Notice of Proxy to Consider a Specific Resolution
Every member of a company limited by shares or by guarantee who is entitled to attend and vote at general meeting may appoint a proxy. The proxy need not be a member of the company. The proxy will have the right to attend, speak, join in any demand for a poll and the right to vote at the meeting.
This is a statutory right under Section 324 of the Companies Act 2006 and applies regardless of the provisions of the company's articles. However note that whilst the Companies Act 2006 allows a proxy voting rights on both a show of hands and a poll (Section 284(2)) it also allows the articles to override on this particular point (Section 284(4)). The 2006 Model Articles do not do so and allows proxies to vote on a show of hands as well as on a poll. It is therefore to check the provisions of the articles if based on Table A and incorporated under the Companies Act 1985.

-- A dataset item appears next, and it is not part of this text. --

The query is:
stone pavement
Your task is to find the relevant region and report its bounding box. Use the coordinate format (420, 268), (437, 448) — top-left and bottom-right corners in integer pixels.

Proxies must be appointed in writing and the proxy document must be delivered to the registered office of the company 48 hours before the start of the meeting. The company cannot specify a longer period than this. Proxies can also be lodged by means of electronic communication.
NOTE: The document appointing a proxy is known as a 'proxy notice under the 2006 model articles. In the case of companies with older articles the document may be referred to as a 'proxy form' or simply a 'proxy'. The document created after completion of the following form(s) should therefore be amended as necessary using the edit function.
Proxies can be open (unrestricted) or specific (meaning that the proxy must follow specific voting instructions.